I remember watching The Virgin Suicides around the age of 14.
It was dreamy and silken, powder-puff pink, a glorification of 1970’s suburban America that in 2000s suburban Australia seemed impossibly romantic. Beautiful feminine disasters, fighting familiar teenage battles: school, parents, rules. Boys.
But there was a sharpness to the movie, wasn’t there? The violent, suicidal deaths of Cecilia…then Lux, Bonnie, Mary, and Therese. Slit wrists and jumping off roofs, drug overdoses, and gassing themselves in the car.
It was dark and serious, but in my naive and hormonal teenage mind, seemed fairly reasonable.

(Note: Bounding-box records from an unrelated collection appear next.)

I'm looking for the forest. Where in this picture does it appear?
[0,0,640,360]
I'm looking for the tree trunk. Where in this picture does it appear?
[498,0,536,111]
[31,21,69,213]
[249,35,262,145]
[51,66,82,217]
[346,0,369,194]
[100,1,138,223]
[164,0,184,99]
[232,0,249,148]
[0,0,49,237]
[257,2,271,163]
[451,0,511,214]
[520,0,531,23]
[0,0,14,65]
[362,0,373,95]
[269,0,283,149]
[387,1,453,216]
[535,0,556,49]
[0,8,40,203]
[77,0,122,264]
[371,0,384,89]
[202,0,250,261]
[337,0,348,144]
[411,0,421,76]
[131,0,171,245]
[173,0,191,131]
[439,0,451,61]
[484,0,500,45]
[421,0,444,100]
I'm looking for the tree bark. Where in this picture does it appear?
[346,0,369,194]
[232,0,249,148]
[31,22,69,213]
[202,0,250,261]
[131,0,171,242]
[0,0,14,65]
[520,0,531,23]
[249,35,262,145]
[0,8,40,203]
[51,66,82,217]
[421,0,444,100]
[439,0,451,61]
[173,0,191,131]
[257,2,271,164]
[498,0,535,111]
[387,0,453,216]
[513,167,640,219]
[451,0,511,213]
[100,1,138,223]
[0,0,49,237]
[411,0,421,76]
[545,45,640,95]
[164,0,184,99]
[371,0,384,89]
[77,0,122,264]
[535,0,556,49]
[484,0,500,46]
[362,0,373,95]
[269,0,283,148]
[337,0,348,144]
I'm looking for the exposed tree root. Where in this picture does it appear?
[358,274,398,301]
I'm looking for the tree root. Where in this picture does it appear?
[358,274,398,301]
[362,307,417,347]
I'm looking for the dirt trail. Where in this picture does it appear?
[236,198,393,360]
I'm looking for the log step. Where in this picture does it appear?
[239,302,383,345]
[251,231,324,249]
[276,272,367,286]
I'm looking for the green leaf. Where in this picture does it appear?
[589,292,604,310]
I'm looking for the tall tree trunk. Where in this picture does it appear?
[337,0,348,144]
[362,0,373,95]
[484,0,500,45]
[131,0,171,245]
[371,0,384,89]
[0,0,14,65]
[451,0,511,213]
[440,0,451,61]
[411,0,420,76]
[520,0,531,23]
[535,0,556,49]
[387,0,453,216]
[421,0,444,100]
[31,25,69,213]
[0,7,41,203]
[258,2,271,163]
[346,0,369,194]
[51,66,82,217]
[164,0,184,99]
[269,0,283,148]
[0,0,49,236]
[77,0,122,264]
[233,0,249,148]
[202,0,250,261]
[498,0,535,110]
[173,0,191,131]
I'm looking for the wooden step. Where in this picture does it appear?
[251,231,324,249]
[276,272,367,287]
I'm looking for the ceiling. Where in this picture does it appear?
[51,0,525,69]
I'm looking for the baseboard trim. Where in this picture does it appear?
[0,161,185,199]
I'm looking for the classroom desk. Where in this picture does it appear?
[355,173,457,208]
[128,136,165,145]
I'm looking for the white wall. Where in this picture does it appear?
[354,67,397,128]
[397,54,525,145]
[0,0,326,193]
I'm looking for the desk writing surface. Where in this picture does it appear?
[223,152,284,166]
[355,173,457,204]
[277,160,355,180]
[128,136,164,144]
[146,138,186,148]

I was a moody teen, sure – but I was also a teen primed to understand that self-harm was simply a part of the fabric of life, love, and growing up.
Thankfully, I made it through unscathed.
The hormones petered out, school finished, and I sailed out of suburbia into the big, wide, happy world. I made it, without ever falling to the depths of suicidal melancholia of those beautiful Coppola girls.
But according to a two-page investigation by The Sydney Morning Herald today, I am in the minority.
One quarter of Australian women aged between 20 – 24 have self harmed in their lifetime.
This is a staggering statistic. Look around your workplace, or your gym, or the supermarket. One in four of the young women you see have felt such desperate despair that they have self-harmed. These are your best friends, sisters, daughters, grand-daughters – and you probably have no idea.